Highlights

  • New capabilities: phone/email login in feedback, extended case registration channels, refined personage & anonymity features.
  • Security & control: improved password management permissions and 2FA handling - 2FA without global Twilio creds.
  • Stability & UX: multiple bug fixes in search and feedback portals, notification behaviour tuning, and visibility of the app version in the UI.


New Features & Major Improvements


1.  Phone/email‑based whistleblowing portal login & notifications  

Introduced a more flexible phone/email‑based login for feedback and ensures resource verification and notifications are handled correctly for this flow. 


2. Pseudonymization of case authors.

Ability to hide case author.

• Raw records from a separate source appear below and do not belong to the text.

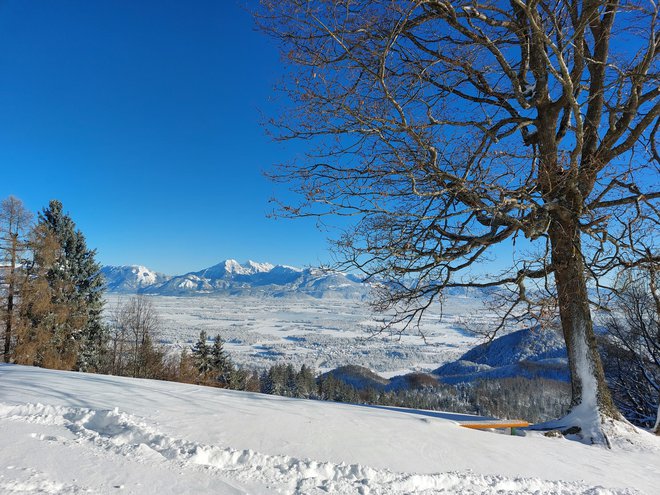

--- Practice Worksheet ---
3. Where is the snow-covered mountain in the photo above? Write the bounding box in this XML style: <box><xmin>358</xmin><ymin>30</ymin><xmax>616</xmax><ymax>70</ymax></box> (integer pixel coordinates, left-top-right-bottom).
<box><xmin>103</xmin><ymin>260</ymin><xmax>370</xmax><ymax>299</ymax></box>
<box><xmin>101</xmin><ymin>265</ymin><xmax>170</xmax><ymax>292</ymax></box>
<box><xmin>433</xmin><ymin>327</ymin><xmax>568</xmax><ymax>383</ymax></box>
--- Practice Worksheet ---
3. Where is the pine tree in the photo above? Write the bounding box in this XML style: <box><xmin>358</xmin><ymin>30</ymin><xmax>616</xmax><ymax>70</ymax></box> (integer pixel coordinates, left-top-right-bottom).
<box><xmin>211</xmin><ymin>335</ymin><xmax>238</xmax><ymax>387</ymax></box>
<box><xmin>190</xmin><ymin>330</ymin><xmax>213</xmax><ymax>382</ymax></box>
<box><xmin>38</xmin><ymin>200</ymin><xmax>107</xmax><ymax>371</ymax></box>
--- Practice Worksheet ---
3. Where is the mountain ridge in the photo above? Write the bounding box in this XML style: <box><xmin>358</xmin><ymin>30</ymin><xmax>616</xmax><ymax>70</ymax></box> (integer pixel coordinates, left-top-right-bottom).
<box><xmin>101</xmin><ymin>259</ymin><xmax>371</xmax><ymax>299</ymax></box>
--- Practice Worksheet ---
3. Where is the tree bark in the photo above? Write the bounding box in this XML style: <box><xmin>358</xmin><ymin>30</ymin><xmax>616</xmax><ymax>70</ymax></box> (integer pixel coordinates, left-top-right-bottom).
<box><xmin>549</xmin><ymin>210</ymin><xmax>620</xmax><ymax>441</ymax></box>
<box><xmin>5</xmin><ymin>234</ymin><xmax>18</xmax><ymax>363</ymax></box>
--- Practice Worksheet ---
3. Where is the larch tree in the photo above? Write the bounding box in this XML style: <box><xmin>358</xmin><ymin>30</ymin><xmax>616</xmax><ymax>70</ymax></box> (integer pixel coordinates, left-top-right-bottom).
<box><xmin>0</xmin><ymin>196</ymin><xmax>32</xmax><ymax>363</ymax></box>
<box><xmin>257</xmin><ymin>0</ymin><xmax>660</xmax><ymax>443</ymax></box>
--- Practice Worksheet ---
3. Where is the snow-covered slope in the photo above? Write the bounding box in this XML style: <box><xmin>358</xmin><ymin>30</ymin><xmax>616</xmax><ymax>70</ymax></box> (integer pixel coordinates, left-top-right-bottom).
<box><xmin>434</xmin><ymin>327</ymin><xmax>568</xmax><ymax>383</ymax></box>
<box><xmin>104</xmin><ymin>260</ymin><xmax>370</xmax><ymax>299</ymax></box>
<box><xmin>0</xmin><ymin>365</ymin><xmax>660</xmax><ymax>495</ymax></box>
<box><xmin>101</xmin><ymin>265</ymin><xmax>170</xmax><ymax>293</ymax></box>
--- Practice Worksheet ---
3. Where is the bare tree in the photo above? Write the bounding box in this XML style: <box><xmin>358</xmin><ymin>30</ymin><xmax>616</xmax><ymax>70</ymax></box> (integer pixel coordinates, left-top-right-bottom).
<box><xmin>603</xmin><ymin>265</ymin><xmax>660</xmax><ymax>434</ymax></box>
<box><xmin>0</xmin><ymin>196</ymin><xmax>32</xmax><ymax>363</ymax></box>
<box><xmin>109</xmin><ymin>296</ymin><xmax>164</xmax><ymax>378</ymax></box>
<box><xmin>257</xmin><ymin>0</ymin><xmax>660</xmax><ymax>442</ymax></box>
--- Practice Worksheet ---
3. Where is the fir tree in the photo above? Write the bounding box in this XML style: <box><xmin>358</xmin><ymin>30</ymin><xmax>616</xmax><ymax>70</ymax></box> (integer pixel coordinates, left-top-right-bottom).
<box><xmin>38</xmin><ymin>200</ymin><xmax>107</xmax><ymax>371</ymax></box>
<box><xmin>191</xmin><ymin>330</ymin><xmax>213</xmax><ymax>381</ymax></box>
<box><xmin>211</xmin><ymin>335</ymin><xmax>235</xmax><ymax>387</ymax></box>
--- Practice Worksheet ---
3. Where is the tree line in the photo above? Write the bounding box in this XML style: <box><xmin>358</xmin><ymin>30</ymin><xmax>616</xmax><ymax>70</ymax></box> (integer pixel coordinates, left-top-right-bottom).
<box><xmin>0</xmin><ymin>196</ymin><xmax>106</xmax><ymax>371</ymax></box>
<box><xmin>0</xmin><ymin>196</ymin><xmax>660</xmax><ymax>433</ymax></box>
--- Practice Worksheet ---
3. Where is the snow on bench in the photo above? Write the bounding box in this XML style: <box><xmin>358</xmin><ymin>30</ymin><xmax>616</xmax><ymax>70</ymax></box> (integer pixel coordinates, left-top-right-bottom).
<box><xmin>358</xmin><ymin>405</ymin><xmax>529</xmax><ymax>434</ymax></box>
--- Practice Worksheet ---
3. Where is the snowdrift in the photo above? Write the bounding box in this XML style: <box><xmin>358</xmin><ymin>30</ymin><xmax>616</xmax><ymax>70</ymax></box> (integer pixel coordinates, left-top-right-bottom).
<box><xmin>0</xmin><ymin>365</ymin><xmax>660</xmax><ymax>495</ymax></box>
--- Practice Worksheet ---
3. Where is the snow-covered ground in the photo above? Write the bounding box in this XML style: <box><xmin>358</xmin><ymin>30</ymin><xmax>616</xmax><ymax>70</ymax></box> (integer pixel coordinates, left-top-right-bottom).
<box><xmin>106</xmin><ymin>294</ymin><xmax>494</xmax><ymax>375</ymax></box>
<box><xmin>0</xmin><ymin>365</ymin><xmax>660</xmax><ymax>495</ymax></box>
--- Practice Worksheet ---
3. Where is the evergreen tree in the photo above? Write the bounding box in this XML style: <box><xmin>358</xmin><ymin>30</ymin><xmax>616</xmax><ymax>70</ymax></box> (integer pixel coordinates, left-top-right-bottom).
<box><xmin>191</xmin><ymin>330</ymin><xmax>213</xmax><ymax>381</ymax></box>
<box><xmin>38</xmin><ymin>200</ymin><xmax>107</xmax><ymax>371</ymax></box>
<box><xmin>210</xmin><ymin>335</ymin><xmax>235</xmax><ymax>387</ymax></box>
<box><xmin>296</xmin><ymin>364</ymin><xmax>316</xmax><ymax>399</ymax></box>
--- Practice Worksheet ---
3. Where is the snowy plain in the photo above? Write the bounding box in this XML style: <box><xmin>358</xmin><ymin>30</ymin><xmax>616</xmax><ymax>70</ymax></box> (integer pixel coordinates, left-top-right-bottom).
<box><xmin>106</xmin><ymin>294</ymin><xmax>494</xmax><ymax>377</ymax></box>
<box><xmin>0</xmin><ymin>365</ymin><xmax>660</xmax><ymax>495</ymax></box>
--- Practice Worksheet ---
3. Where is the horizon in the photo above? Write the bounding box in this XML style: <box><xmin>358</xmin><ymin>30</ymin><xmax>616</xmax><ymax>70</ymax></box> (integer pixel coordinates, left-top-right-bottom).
<box><xmin>0</xmin><ymin>0</ymin><xmax>330</xmax><ymax>273</ymax></box>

Made it easier to create personage records from users, reducing friction and helping with privacy/compliance needs. Case authors are visible in Dossier.


3. API for case registration and WhatsApp intake. 

  • Expanded case registration API channels, enabling more integration scenarios. Added support for registering cases via API to channels beyond the default web channel. Reports from external tools (e.g., AI chatbots) can now be posted directly to any channel enabled in the Channels tab of Sync Data.
  • Enabled support for WhatsApp intake channel and delivered to a customer


Bug Fixes & Stability


  • Introduced granular permissioning for password management and fixed configuration around allow_admin_change_user_password.
  • A set of stability and UX fixes in search and feedback portals, cleaner notification behaviour, and better transparency of app version.
  • Made 2FA less dependent on global Twilio credentials, likely improving security/config flexibility.
  • Implemented deferred script execution on initial page load to prevent performance issues on the Search page. 
  • Addressed a regression in the earlier mitigation for an email looping vulnerability. Strengthened loop detection and handling to prevent recursive auto-replies and bounce loops. Added safeguards and tests to ensure stable, predictable behaviour in email processing.
  • Resolved an issue where, for some customers, the allow_admin_change_user_password setting was ignored, allowing admins to change user passwords despite being disabled. The permission is now correctly enforced.
  • Added a dedicated button to create a personage directly from a user. This streamlines the conversion process, reduces manual steps, and improves workflow efficiency for teams managing user-to-personage creation.